Another rather unsung hero from his era, few artists dominated the country airwaves in the 1980s with more ferocity than one Earl Thomas Conley. In fact, only legends like Alabama and Ronnie Milsap charted more No. 1 singles during that decade that Conley, who many rightfully hailed as an artistic beacon in the genre during the creative and sonic uncertainty of the era. Like Don Williams before him, his soft-spoken demeanor made him an unlikely but refreshing superstar, and the eighteen singles he sent to the top struck a tasteful, and for the time, unusual balance between a core country sound and the influences of other genres like rock, folk, and even soul. Collaboratively, he found success with everyone from Randy Scruggs to Keith Whitley to Anita Pointer, with the latter union opening the doors for him to become the first and only country star to perform on the legendary stage of Soul Train.

Lorrie Morgan

A second generation Opry star (and if this ballot becomes more than fantasy, Hall of Famer as well), Lorrie Morgan was a melodramatic heartbreak queen in the classic country vein of primary influence Tammy Wynette, but with a flashy and contemporary 1990s flare. Under the tutelage of her famous father, George Morgan, she made her Opry debut as a teenager, beginning a long tenure as a touring performer that would given her the industry crash-course needed to launch her own recording empire upon signing with RCA Records in 1988. Thus began a storied catalog that unapologetically indulged in everything from her deep country roots to her alluring sex appeal to the juicy romance of her six marriages (including unions with fellow artists Keith Whitley, Jon Randall, and Sammy Kershaw). Morgan’s music was both sultry and substantive, bridging both the genre’s style and imagery of periods defined by fellow country sex symbols like Tanya Tucker and Shania Twain, resulting in more than forty hit singles throughout the 90s.
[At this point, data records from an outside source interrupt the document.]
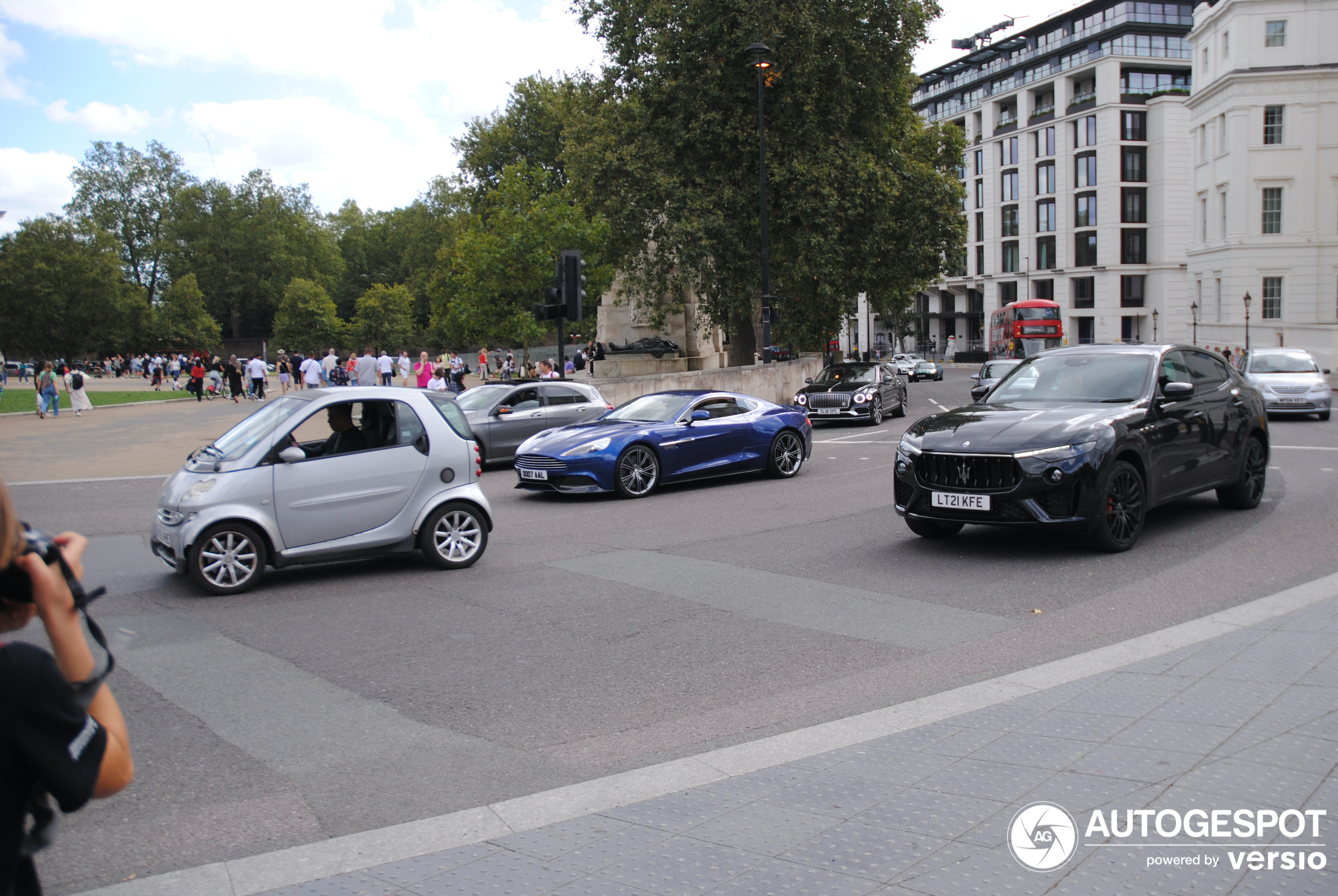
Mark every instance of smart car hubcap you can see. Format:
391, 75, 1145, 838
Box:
618, 448, 656, 495
432, 511, 483, 562
776, 432, 804, 476
199, 532, 255, 587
Her legacy arc has been just has fascinating, highlighted by reverent covers, bold original material, and a pair of fabulous duet albums with fellow second-generation trailblazer, Pam Tillis.

Townes Van Zandt

The entire trajectory of country, rock, and Americana music would look entirely different had Townes Van Zandt never picked up his songwriting pen. Another bona fide musical poet rising out of the same fabled Texas music scene that gave the world contemporaries like Guy Clark, Billy Joe Shaver, and Jerry Jeff Walker, Van Zandt produced exalted Outlaw standards like “Pancho & Lefty”, “If I Needed You”, and “To Live Is To Fly”, through both his own cherished recordings and covers by superstars like Waylon Jennings, Willie Nelson, Emmylou Harris, Don Williams, and Rodney Crowell. His music was yet another glorious example that the rugged, humble simplicity of country music was no cause to doubt the poetic beauty, grace, and brilliance that the art-form was capable of in its finest forms. His death at the age of 52 in 1997 robbed music-lovers of what would have surely been a much larger lexicon of classics, but his influence on Red Dirt and roots songwriters remains as staggering today as it ever has.

Steve Earle

It would truly be poetic justice for country-rock icon Steve Earle to join his fellow HOF-long shot and greatest influence Townes Van Zandt on the same induction ballot. Of all the great artists that have carried the influence of TVZ into the contemporary era, no artist has done so as prominently than Earle, who went so far to name his own son, and another brilliant artist in his own right, after Townes. Outside of Rodney Crowell, Earle also represents the closest any of the artists from that beloved era of Texas country ever came to mainstream prominence. His 1986 debut, Guitar Town was an unmitigated country-rock landmark, spawning a run of hit singles, casting him as a momentary genre savior with the likes of Randy Travis and Dwight Yoakam, and earning numerous proclamations as country’s very own “Springsteen”. Of course, Earle’s fierce rebellious streak was not long for coexistence within the Nashville system, which was all for the better. His refusal to conform and ambitious stylistic scope paved the way for one of the truly great catalogs of its time, with Earle earning acclaim in circles as disparate as bluegrass and hard-rock, and like Townes before him, tethered him to a new generation of musical journeymen.